Medeni Kanuna göre, tarafların mali durumunun değişmesi veya hakkaniyetin gerektirdiği hallerde nafakanın artırılmasına ya da azaltılmasına karar verilebilir. Nafakanın azaltılması ya da artırılması için mahkemeden talep şarttır. Bunun için durumların değişmesi ya da hakkaniyetin artırmayı ya da azaltmayı haklı göstermesi gerekir. Örneğin, çalışma gücünün yeniden kazanılması, nafaka alacaklısının büyük bir mirasa konması, nafaka ödeyen kişinin çalışma gücünün önemli ölçüde azalması gibi sebepler sayabiliriz. Buna ek olarak, nafaka alacaklısının pahalı bir tedaviyi gerektiren hastalığa yakalanması da yine haklı sebebe girer.

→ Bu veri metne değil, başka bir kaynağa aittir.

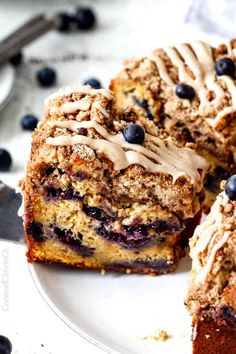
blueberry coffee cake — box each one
[21,86,208,274]
[187,175,236,354]
[110,40,236,208]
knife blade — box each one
[0,181,24,243]
[0,14,60,65]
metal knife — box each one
[0,14,60,65]
[0,181,24,243]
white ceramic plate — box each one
[30,257,191,354]
[0,64,15,109]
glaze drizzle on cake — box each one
[46,121,207,189]
[149,41,236,128]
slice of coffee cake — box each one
[187,175,236,354]
[111,40,236,208]
[21,86,207,273]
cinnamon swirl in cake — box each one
[21,86,208,274]
[110,40,236,208]
[186,175,236,354]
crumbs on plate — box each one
[141,329,170,342]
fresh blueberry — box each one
[83,204,109,222]
[123,124,145,144]
[36,68,57,87]
[28,221,45,242]
[21,114,39,131]
[57,12,72,32]
[74,7,96,30]
[215,58,235,77]
[0,335,12,354]
[83,78,102,90]
[175,84,195,101]
[0,149,12,172]
[225,175,236,201]
[9,52,23,66]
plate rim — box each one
[28,263,121,354]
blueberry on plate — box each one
[21,114,39,131]
[123,124,145,144]
[225,175,236,201]
[175,84,196,101]
[215,58,235,77]
[74,7,96,30]
[0,149,12,172]
[36,67,57,87]
[9,52,23,66]
[83,77,102,89]
[0,335,12,354]
[57,12,72,32]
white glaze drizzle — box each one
[46,121,207,190]
[149,41,236,129]
[190,192,232,284]
[15,185,25,218]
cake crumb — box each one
[141,329,170,342]
[152,330,170,342]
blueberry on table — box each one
[57,12,72,32]
[0,335,12,354]
[36,67,57,87]
[215,58,235,77]
[9,52,23,66]
[83,78,102,89]
[21,114,39,131]
[175,84,195,101]
[0,149,12,172]
[74,7,96,30]
[123,124,145,144]
[225,175,236,201]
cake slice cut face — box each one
[111,40,236,208]
[21,86,207,274]
[186,175,236,354]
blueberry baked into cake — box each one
[110,40,236,209]
[21,86,208,274]
[186,175,236,354]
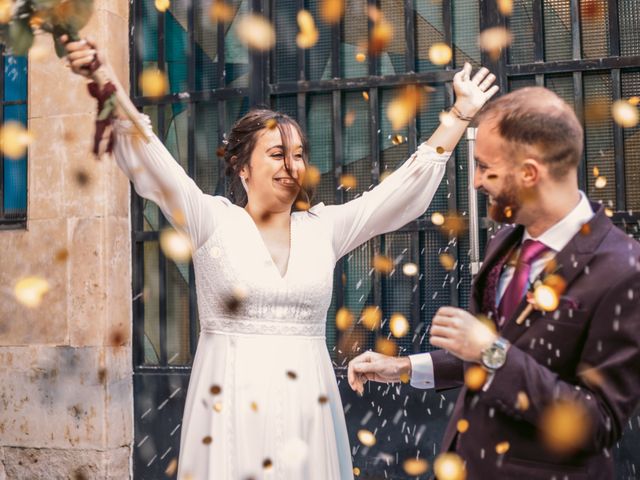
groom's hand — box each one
[430,307,498,363]
[347,352,411,395]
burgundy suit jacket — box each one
[432,204,640,480]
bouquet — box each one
[0,0,150,157]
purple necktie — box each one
[498,240,549,326]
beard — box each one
[489,176,522,223]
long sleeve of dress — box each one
[114,115,230,251]
[318,143,451,260]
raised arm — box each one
[322,64,498,259]
[63,39,229,250]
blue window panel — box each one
[3,105,27,214]
[3,55,27,102]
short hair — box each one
[477,87,584,179]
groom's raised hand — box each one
[347,352,411,395]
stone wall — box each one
[0,0,133,480]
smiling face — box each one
[473,119,524,223]
[240,124,306,211]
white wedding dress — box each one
[115,117,450,480]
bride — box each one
[62,35,498,480]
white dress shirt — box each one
[409,192,594,388]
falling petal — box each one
[14,275,50,308]
[160,228,193,263]
[358,429,376,447]
[237,13,276,51]
[402,458,429,477]
[429,43,453,65]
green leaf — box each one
[9,19,33,56]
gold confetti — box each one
[456,418,469,433]
[464,365,487,391]
[296,10,320,49]
[336,307,353,331]
[155,0,171,12]
[389,313,410,338]
[540,400,591,454]
[371,255,394,275]
[431,212,444,227]
[375,337,398,357]
[237,13,276,51]
[439,253,456,272]
[516,392,529,412]
[340,173,358,189]
[139,68,169,98]
[433,452,467,480]
[595,175,607,188]
[496,442,510,455]
[209,0,233,23]
[478,27,513,60]
[358,429,376,447]
[429,42,453,65]
[13,275,50,308]
[320,0,344,24]
[533,285,560,312]
[361,306,382,330]
[402,458,429,477]
[160,228,192,263]
[402,263,418,277]
[0,121,33,160]
[164,458,178,477]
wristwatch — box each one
[481,337,511,372]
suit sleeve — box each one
[483,271,640,452]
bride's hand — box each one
[453,63,499,117]
[61,35,104,78]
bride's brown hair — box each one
[224,108,313,210]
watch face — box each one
[482,345,507,370]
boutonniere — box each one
[516,259,577,325]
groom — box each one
[349,87,640,479]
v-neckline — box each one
[238,206,294,280]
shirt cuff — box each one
[409,353,436,389]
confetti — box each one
[611,100,640,128]
[540,400,591,454]
[209,0,233,23]
[402,263,418,277]
[439,253,456,272]
[336,307,353,331]
[237,13,276,51]
[402,458,429,477]
[155,0,171,13]
[340,173,358,189]
[160,228,192,263]
[139,68,169,98]
[371,255,394,275]
[358,429,376,447]
[456,418,469,433]
[375,337,398,357]
[0,121,34,160]
[464,365,487,391]
[496,442,510,455]
[389,313,409,338]
[296,10,320,49]
[429,43,453,65]
[516,392,529,412]
[361,306,382,330]
[478,27,513,60]
[13,276,50,308]
[320,0,344,24]
[433,452,467,480]
[595,176,607,188]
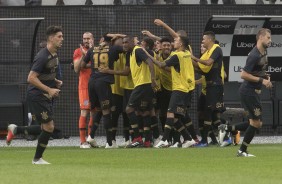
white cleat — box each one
[121,140,131,147]
[218,124,227,145]
[154,136,162,146]
[80,142,91,149]
[182,139,196,148]
[220,137,232,147]
[105,140,118,149]
[32,158,50,165]
[155,140,169,148]
[237,150,256,157]
[86,135,99,148]
[6,124,17,145]
[169,142,181,148]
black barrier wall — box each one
[0,5,282,135]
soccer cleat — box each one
[80,142,91,149]
[218,124,227,144]
[32,158,50,165]
[86,135,99,148]
[232,131,241,146]
[194,142,208,148]
[237,150,256,157]
[169,142,182,148]
[182,139,196,148]
[155,140,169,148]
[126,137,143,148]
[105,140,118,149]
[6,124,17,145]
[120,140,131,147]
[143,141,152,148]
[220,138,232,147]
[154,136,162,146]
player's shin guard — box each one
[240,125,257,152]
[34,130,52,160]
[103,114,113,146]
[162,118,174,141]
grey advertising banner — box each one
[205,16,282,81]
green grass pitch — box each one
[0,144,282,184]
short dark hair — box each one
[46,26,63,39]
[160,37,171,43]
[124,35,134,42]
[256,28,271,40]
[179,36,190,49]
[203,31,215,42]
[143,37,155,50]
[176,30,188,37]
[103,33,112,42]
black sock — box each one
[201,121,211,144]
[240,125,257,152]
[171,128,181,144]
[122,112,129,141]
[17,125,41,135]
[160,116,166,131]
[90,122,99,139]
[234,121,250,131]
[174,119,192,141]
[103,114,113,146]
[90,111,103,139]
[162,118,174,141]
[186,122,198,140]
[34,130,52,160]
[151,116,160,139]
[209,131,218,143]
[143,116,152,142]
[127,111,140,138]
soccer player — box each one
[73,32,94,148]
[123,36,157,148]
[6,26,64,164]
[150,36,195,148]
[81,34,122,148]
[222,28,272,157]
[192,31,225,147]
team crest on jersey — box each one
[141,101,148,107]
[31,114,36,121]
[176,107,185,114]
[83,100,89,106]
[41,111,48,120]
[254,108,261,116]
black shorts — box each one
[122,89,133,112]
[88,78,112,110]
[127,84,154,111]
[27,94,53,124]
[111,94,123,113]
[240,93,262,120]
[167,91,191,116]
[153,91,160,110]
[198,93,206,112]
[206,85,225,112]
[157,87,171,114]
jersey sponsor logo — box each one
[219,43,227,47]
[240,24,259,29]
[41,111,48,120]
[233,66,243,72]
[270,24,282,29]
[212,24,231,29]
[269,42,282,47]
[236,42,255,48]
[267,66,282,73]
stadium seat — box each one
[0,85,27,129]
[274,81,282,126]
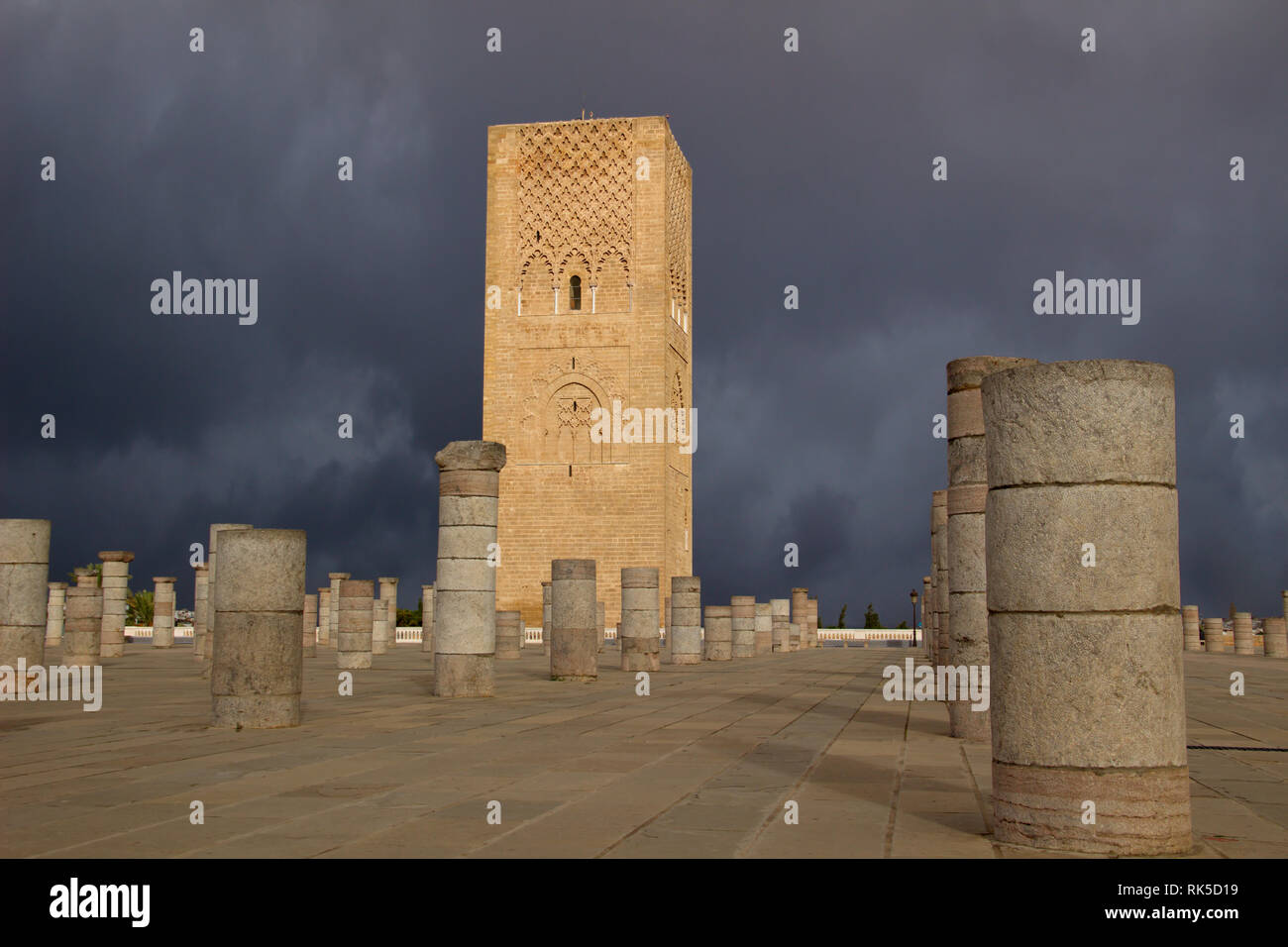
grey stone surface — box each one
[982,361,1193,856]
[702,605,733,661]
[434,441,505,697]
[617,566,662,672]
[210,530,306,729]
[550,559,602,681]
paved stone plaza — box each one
[0,642,1288,858]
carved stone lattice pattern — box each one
[666,136,693,313]
[523,356,623,464]
[518,119,634,287]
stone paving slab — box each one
[0,643,1288,858]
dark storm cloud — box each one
[0,3,1288,622]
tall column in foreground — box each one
[666,576,702,665]
[541,579,551,657]
[982,360,1192,856]
[420,582,434,655]
[756,601,774,655]
[46,582,67,648]
[371,576,398,655]
[729,595,756,657]
[210,530,305,728]
[0,519,51,680]
[326,573,350,651]
[152,576,179,648]
[1234,612,1257,655]
[98,549,134,657]
[617,566,662,672]
[943,356,1037,743]
[206,523,252,678]
[192,566,210,664]
[702,605,733,661]
[318,585,335,646]
[63,569,103,668]
[769,598,793,655]
[434,441,505,697]
[331,579,376,672]
[550,559,602,681]
[921,576,935,652]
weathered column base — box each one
[210,694,300,729]
[434,652,496,697]
[993,760,1194,856]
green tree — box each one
[67,562,103,585]
[863,601,885,629]
[125,590,154,627]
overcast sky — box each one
[0,0,1288,626]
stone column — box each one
[371,578,398,655]
[98,550,134,657]
[617,566,662,672]
[210,530,305,729]
[769,598,793,655]
[702,605,733,661]
[0,519,51,680]
[434,441,505,697]
[300,594,318,657]
[930,489,953,665]
[1261,617,1288,657]
[729,595,756,657]
[371,598,389,655]
[331,579,376,672]
[496,612,523,661]
[206,523,251,678]
[550,559,602,681]
[192,566,210,664]
[941,356,1037,743]
[658,600,671,665]
[1181,605,1203,651]
[1203,618,1225,655]
[326,573,350,647]
[46,582,67,648]
[420,582,434,655]
[318,585,335,646]
[1234,612,1257,655]
[756,601,774,655]
[61,569,103,668]
[152,576,179,648]
[982,360,1193,856]
[791,588,808,651]
[666,576,702,665]
[921,576,935,652]
[541,581,550,657]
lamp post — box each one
[909,588,924,648]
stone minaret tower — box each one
[483,116,697,626]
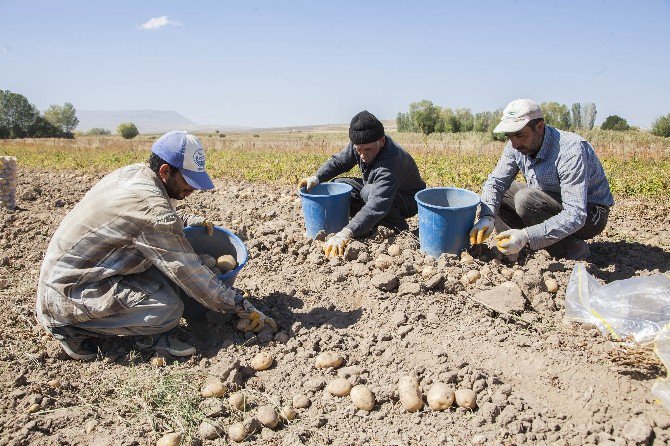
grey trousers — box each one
[333,178,418,231]
[51,267,184,338]
[495,181,609,257]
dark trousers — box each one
[495,181,609,257]
[334,178,418,231]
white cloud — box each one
[138,15,181,29]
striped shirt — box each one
[481,126,614,250]
[36,164,236,327]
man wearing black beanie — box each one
[298,110,426,257]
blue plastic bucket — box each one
[300,183,353,239]
[184,226,249,287]
[414,187,480,258]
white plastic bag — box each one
[565,263,670,410]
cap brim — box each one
[179,169,214,190]
[493,119,530,133]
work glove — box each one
[470,215,495,245]
[298,176,319,191]
[496,229,528,255]
[186,215,214,235]
[235,299,277,333]
[323,228,354,257]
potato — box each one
[349,384,375,412]
[280,406,298,421]
[544,278,558,293]
[200,379,226,398]
[216,254,237,273]
[314,352,342,369]
[326,378,351,396]
[156,432,182,446]
[426,382,455,410]
[228,392,247,410]
[293,395,312,409]
[455,389,477,409]
[398,376,423,412]
[250,352,274,371]
[256,405,279,429]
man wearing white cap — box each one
[470,99,614,260]
[36,131,277,359]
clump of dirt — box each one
[0,171,670,445]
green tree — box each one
[540,102,571,130]
[651,113,670,138]
[572,102,582,130]
[44,102,79,133]
[0,90,40,138]
[409,99,440,135]
[116,122,140,139]
[600,115,630,131]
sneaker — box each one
[58,338,98,361]
[135,333,195,356]
[562,239,591,260]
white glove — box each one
[298,176,320,191]
[496,229,528,255]
[186,215,214,235]
[323,228,354,257]
[235,299,277,333]
[470,215,495,245]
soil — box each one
[0,170,670,446]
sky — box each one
[0,0,670,127]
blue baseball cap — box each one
[151,130,214,189]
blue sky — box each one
[0,0,670,127]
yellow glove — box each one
[323,228,353,257]
[470,216,495,245]
[298,176,319,191]
[236,299,277,333]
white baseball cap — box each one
[151,130,214,189]
[493,98,543,133]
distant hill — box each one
[76,110,246,133]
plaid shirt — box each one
[37,164,236,327]
[480,126,614,250]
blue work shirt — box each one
[480,126,614,250]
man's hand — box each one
[298,176,319,191]
[236,299,277,333]
[470,215,495,245]
[323,228,353,257]
[188,215,214,236]
[496,229,528,255]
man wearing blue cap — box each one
[36,131,277,359]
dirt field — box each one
[0,171,670,446]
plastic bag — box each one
[565,263,670,410]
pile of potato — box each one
[0,156,16,210]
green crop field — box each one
[0,130,670,200]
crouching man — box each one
[36,131,276,359]
[470,99,614,261]
[298,110,426,257]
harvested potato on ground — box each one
[280,406,298,421]
[228,392,247,410]
[326,378,351,396]
[349,384,375,412]
[314,352,342,369]
[256,405,279,429]
[156,432,182,446]
[250,352,274,371]
[426,382,455,410]
[200,379,226,398]
[293,395,312,409]
[398,376,423,412]
[216,254,237,273]
[455,389,477,409]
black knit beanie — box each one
[349,110,384,144]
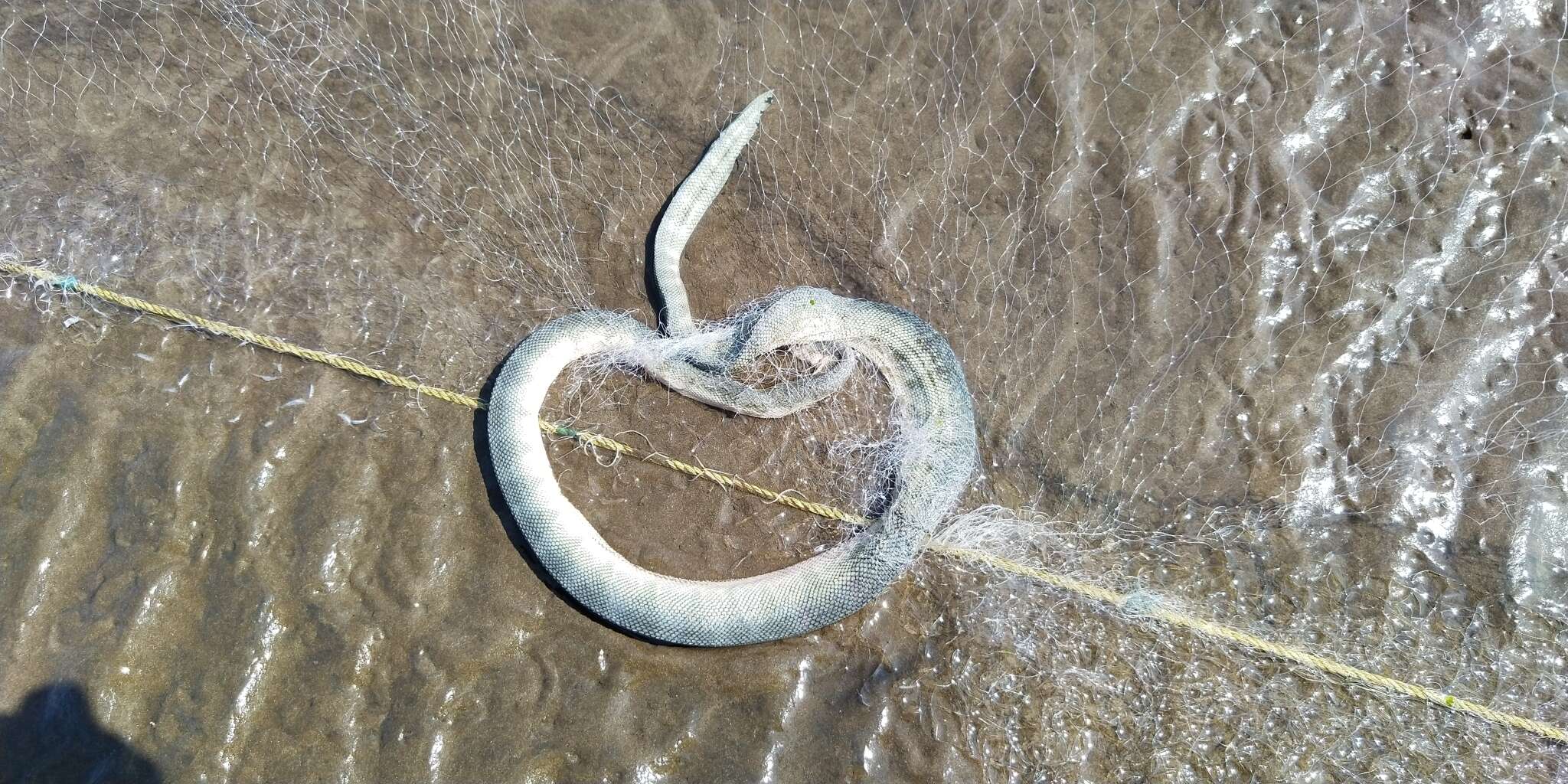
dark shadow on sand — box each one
[0,681,163,784]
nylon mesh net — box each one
[0,0,1568,782]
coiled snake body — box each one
[489,93,977,646]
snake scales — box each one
[489,93,977,646]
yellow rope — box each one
[0,262,1568,743]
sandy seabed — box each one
[0,0,1568,782]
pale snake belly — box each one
[488,93,977,646]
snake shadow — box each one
[470,358,693,645]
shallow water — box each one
[0,2,1568,782]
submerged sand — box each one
[0,2,1568,782]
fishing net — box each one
[0,0,1568,782]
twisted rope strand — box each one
[0,260,1568,743]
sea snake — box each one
[488,91,978,646]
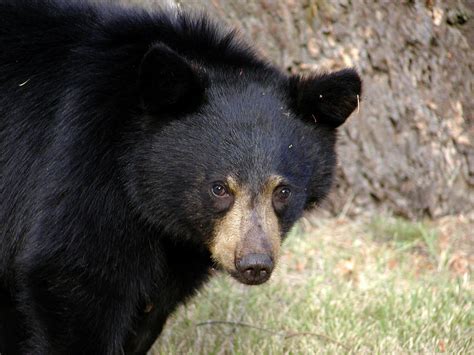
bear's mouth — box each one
[229,271,271,286]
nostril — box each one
[235,254,273,281]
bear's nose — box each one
[235,254,273,285]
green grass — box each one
[153,218,474,354]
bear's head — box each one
[127,44,361,285]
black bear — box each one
[0,0,361,355]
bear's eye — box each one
[211,182,229,197]
[273,186,291,204]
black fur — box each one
[0,0,360,355]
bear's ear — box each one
[290,69,362,128]
[138,44,207,113]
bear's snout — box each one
[235,254,274,285]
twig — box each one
[196,320,351,351]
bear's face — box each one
[124,45,361,284]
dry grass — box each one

Nafakanın süre sınırı yoktur yani süresizdir. Ancak belirli hallerin bulunması durumunda nafakanın daha önce sona ermesi de öngörülmüştür. Medeni Kanuna göre, nafaka, alacaklı tarafın yeniden evlenmesi ya da taraflardan birinin ölümü halinde kendiliğinden kalkar; alacaklı tarafın evlenme olmaksızın evliymiş gibi yaşaması, yoksulluğun ortadan kalkması ya da haysiyetsiz hayat sürmesi halinde mahkeme kararıyla kaldırılır.
Yeniden evlenme ve ölüm halinde nafaka alacağı kendiliğinden kalkar yani mahkemeye başvurmaya bir karar aldırmaya gerek yoktur. Ancak evli olmaksızın evliymiş gibi yaşanması, yoksulluğun ortadan kalması ve haysiyetsiz hayat sürülmesi hallerinde bir mahkeme kararına ihtiyacımız vardır. Bu hallerin olduğunu düşünen nafaka alacaklısı, mahkemeye başvurarak iddiasını ispat ederse, nafaka ödeme yükümlülüğünden kurtulur.
Nafaka alacağı, alacaklısının yani nafaka alan eşin ölmesiyle sona erer. Buna göre, tarafların mirasçıları ne nafaka istemeye devam edebilirler ne de bunu ödemekle yükümlüdürler.
Yeniden evlenmenin nafakayı sona erdirmesi sadece alacaklı taraf (nafaka alan kişi) bakımından söz konusudur. Borçlunun yani nafaka ödeyen eski eşin yeniden evlenmesi doğal olarak bir sona erme sebebi değildir.
Türk Medeni Kanununa göre, evliliğin boşanma sebebiyle sona ermesinden doğan dava hakları 1 yıl içinde kullanılmalıdır. Bu durum yoksulluk nafakası için de geçerli olduğundan zaman kaybetmeden talepte bulunulması hak kayıplarının önüne geçecektir.
Talep olmaksızın hâkim yoksulluk nafakasına karar veremez. Ancak bu talebin muhakkak boşanma davasında ileri sürülmesi şart değildir. Çünkü nafaka davası boşanma davasından sonra da açılabilir.
Nafaka davasına görevli ve yetkili mahkeme, eğer nafaka talebi boşanma davası sırasında ileri sürülmüşse, boşanma davasına bakan mahkemedir. Buna karşın, nafaka, boşanma davasından ayrı bir dava ile isteniyorsa, yetkili ve görevli mahkeme, nafaka alacaklısının (isteyenin) yerleşim yerindeki aile mahkemesidir.